Is Hitomi Kanehara the inspiration for FukaEri?

Photo credit: ARK Entertainment and Gaga Corporation

I read Snakes and Earrings (蛇にピアス, Hebi ni Piasu) by Hitomi Kanehara for the second time. I recently read all of Ruth Ozeki’s works and A Tale for the Time Being made a huge impact on me. Thus, I was looking for a bit of transition – an interlude – in my reading pace. With just over 100 pages, Kanehara’s debut novel(?) is just the right length. Like a candy you suck on after a sumptuous meal.

On the front cover, it says it won the prestigious Akutagawa Prize. I did not notice that when I read it years ago or maybe I forgot? I held the thin book for a closer inspection and I can’t help but have high expectations.

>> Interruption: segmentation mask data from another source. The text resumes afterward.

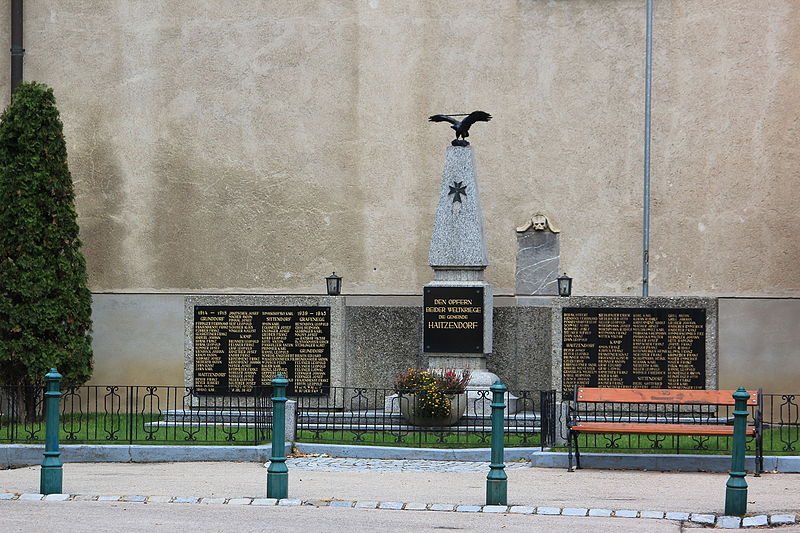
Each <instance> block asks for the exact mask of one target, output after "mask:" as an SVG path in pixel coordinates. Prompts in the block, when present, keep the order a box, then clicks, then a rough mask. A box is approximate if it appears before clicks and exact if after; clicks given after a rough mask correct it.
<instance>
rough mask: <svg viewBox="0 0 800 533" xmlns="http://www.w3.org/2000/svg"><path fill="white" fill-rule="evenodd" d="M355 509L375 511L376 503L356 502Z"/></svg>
mask: <svg viewBox="0 0 800 533" xmlns="http://www.w3.org/2000/svg"><path fill="white" fill-rule="evenodd" d="M356 507H357V508H359V509H377V508H378V502H376V501H363V500H362V501H358V502H356Z"/></svg>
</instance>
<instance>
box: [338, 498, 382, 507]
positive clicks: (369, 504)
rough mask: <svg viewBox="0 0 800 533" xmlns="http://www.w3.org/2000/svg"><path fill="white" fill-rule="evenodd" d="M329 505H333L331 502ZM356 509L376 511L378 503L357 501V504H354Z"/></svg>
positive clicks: (368, 501)
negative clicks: (358, 501) (330, 503)
mask: <svg viewBox="0 0 800 533" xmlns="http://www.w3.org/2000/svg"><path fill="white" fill-rule="evenodd" d="M331 503H333V502H331ZM356 507H358V508H359V509H376V508H377V507H378V502H376V501H372V500H369V501H359V502H356Z"/></svg>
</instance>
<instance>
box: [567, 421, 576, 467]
mask: <svg viewBox="0 0 800 533" xmlns="http://www.w3.org/2000/svg"><path fill="white" fill-rule="evenodd" d="M567 449H568V450H569V453H568V454H567V456H568V457H569V460H568V461H569V463H568V464H569V466H568V467H567V472H574V471H575V468H573V466H572V431H570V432H569V433H568V434H567Z"/></svg>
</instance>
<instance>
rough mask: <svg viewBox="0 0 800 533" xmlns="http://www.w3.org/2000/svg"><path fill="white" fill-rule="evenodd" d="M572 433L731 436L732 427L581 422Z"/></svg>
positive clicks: (599, 422) (640, 423) (750, 428)
mask: <svg viewBox="0 0 800 533" xmlns="http://www.w3.org/2000/svg"><path fill="white" fill-rule="evenodd" d="M571 429H572V431H577V432H580V433H626V434H645V435H655V434H670V435H702V436H709V437H715V436H729V435H733V426H716V425H702V424H651V423H646V422H643V423H640V422H581V423H579V424H576V425H574V426H572V428H571ZM747 435H755V427H754V426H747Z"/></svg>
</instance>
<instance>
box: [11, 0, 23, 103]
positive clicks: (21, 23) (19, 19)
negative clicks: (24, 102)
mask: <svg viewBox="0 0 800 533" xmlns="http://www.w3.org/2000/svg"><path fill="white" fill-rule="evenodd" d="M24 55H25V49H24V48H22V0H11V94H12V95H13V94H14V91H16V90H17V87H19V84H20V83H22V57H23V56H24Z"/></svg>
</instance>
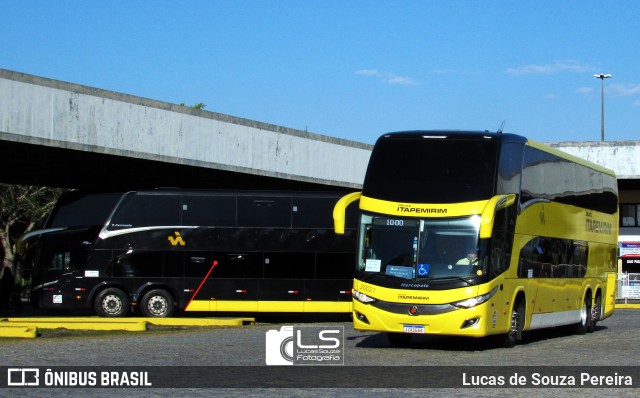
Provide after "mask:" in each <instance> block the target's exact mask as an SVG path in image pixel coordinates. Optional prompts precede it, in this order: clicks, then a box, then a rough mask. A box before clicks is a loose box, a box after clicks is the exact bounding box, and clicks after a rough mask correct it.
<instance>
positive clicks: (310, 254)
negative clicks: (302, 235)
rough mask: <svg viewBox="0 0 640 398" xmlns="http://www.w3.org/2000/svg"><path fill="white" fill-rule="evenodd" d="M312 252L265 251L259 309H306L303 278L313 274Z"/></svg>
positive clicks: (259, 310) (260, 293) (312, 257)
mask: <svg viewBox="0 0 640 398" xmlns="http://www.w3.org/2000/svg"><path fill="white" fill-rule="evenodd" d="M314 263H315V260H314V254H313V253H299V252H298V253H295V252H294V253H286V252H285V253H281V252H280V253H274V252H271V253H265V254H264V277H263V279H262V280H260V296H259V300H260V302H259V303H258V310H259V311H261V312H303V311H304V296H305V291H304V279H310V278H313V269H314Z"/></svg>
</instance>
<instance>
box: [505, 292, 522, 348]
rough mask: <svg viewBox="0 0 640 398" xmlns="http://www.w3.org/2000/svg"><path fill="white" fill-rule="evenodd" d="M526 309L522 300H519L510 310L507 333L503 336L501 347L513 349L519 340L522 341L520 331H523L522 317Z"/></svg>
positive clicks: (518, 300)
mask: <svg viewBox="0 0 640 398" xmlns="http://www.w3.org/2000/svg"><path fill="white" fill-rule="evenodd" d="M525 311H526V307H525V306H524V300H523V299H522V297H521V298H519V299H518V301H516V304H515V305H514V306H513V308H512V309H511V318H510V321H509V332H507V334H506V335H505V336H504V340H503V343H502V345H503V347H505V348H513V347H515V345H516V343H517V342H518V341H519V340H522V330H523V329H524V315H525Z"/></svg>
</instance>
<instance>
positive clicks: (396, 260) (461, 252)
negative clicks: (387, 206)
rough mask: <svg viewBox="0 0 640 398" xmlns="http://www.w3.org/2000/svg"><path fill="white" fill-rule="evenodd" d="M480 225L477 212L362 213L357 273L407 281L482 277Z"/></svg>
mask: <svg viewBox="0 0 640 398" xmlns="http://www.w3.org/2000/svg"><path fill="white" fill-rule="evenodd" d="M479 225H480V219H479V217H478V216H469V217H461V218H453V219H438V220H434V219H415V218H411V219H407V218H390V217H385V216H379V215H368V214H363V215H362V217H361V224H360V237H359V250H358V269H357V271H358V272H361V273H363V274H364V275H363V276H368V275H385V276H387V277H394V278H402V279H447V278H465V277H470V276H474V275H481V274H482V273H481V272H480V271H481V269H482V266H483V264H482V263H483V261H482V260H481V258H482V256H480V257H479V255H480V254H481V253H479V250H478V228H479ZM479 258H480V259H479Z"/></svg>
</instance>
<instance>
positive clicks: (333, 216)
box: [333, 192, 362, 235]
mask: <svg viewBox="0 0 640 398" xmlns="http://www.w3.org/2000/svg"><path fill="white" fill-rule="evenodd" d="M361 195H362V192H353V193H350V194H348V195H345V196H343V197H342V198H340V199H339V200H338V202H337V203H336V205H335V206H334V207H333V229H334V231H335V233H336V234H339V235H343V234H344V226H345V223H346V220H345V218H346V216H345V215H346V214H347V207H348V206H349V205H350V204H351V203H353V202H355V201H356V200H359V199H360V196H361Z"/></svg>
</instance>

After an hour or so, I had mixed feelings toward the book. Searching for more information about Hitomi Kanehara, I learned that she was just 20 years old when she won the award. Also, reports like to note that she dropped out of school and left home at 15. She appeared at the Akutagawa Prize announcement ceremony wearing “an off-the-shoulder, cut jersey shirt with exposed bra straps, a flared mini skirt, stiletto heels, mid-thigh nylons, multiple earrings and grey-tinted contact lenses”. Kanehara personally experienced anorexia and self-harm, which were touched in the book. She also described Snakes and Earrings as the story she “had to write”.

This won the Akutagawa Prize? I thought craving for a cigarette or a thumb of whisky for once in a long time, which is probably influenced by the book’s darkness. The top brass literary judges probably felt the same. The book showed them the seedy underbelly of post-bubble society and it was probably refreshing coming from a young woman.

Learning all this, I was kind of reminded of 1Q84’s FukaEri. In Murakami’s magnum opus, FukaEri is a mysterious highschool girl who won the Akutagawa Prize, making her the youngest recipient of the prize. Her work Air Chrysalis was described not exactly exemplary in terms of writing, but the story stays with you and it became a bestseller. She attended the ceremony in an outfit deemed unfit for the occasion. Murakami tauntingly asks the question to the group that shunned him: is it a revolutionary work of literature or a marketing ploy?

I think that Snakes and Earrings have that allure that makes you curious in a world that is different from yours. However, it is very linear and the characters have no depth, in my opinion, and I cannot empathise with them.

One of the things that set FukaEri and Hitomi apart is the latter continued to write and win accolades for her works.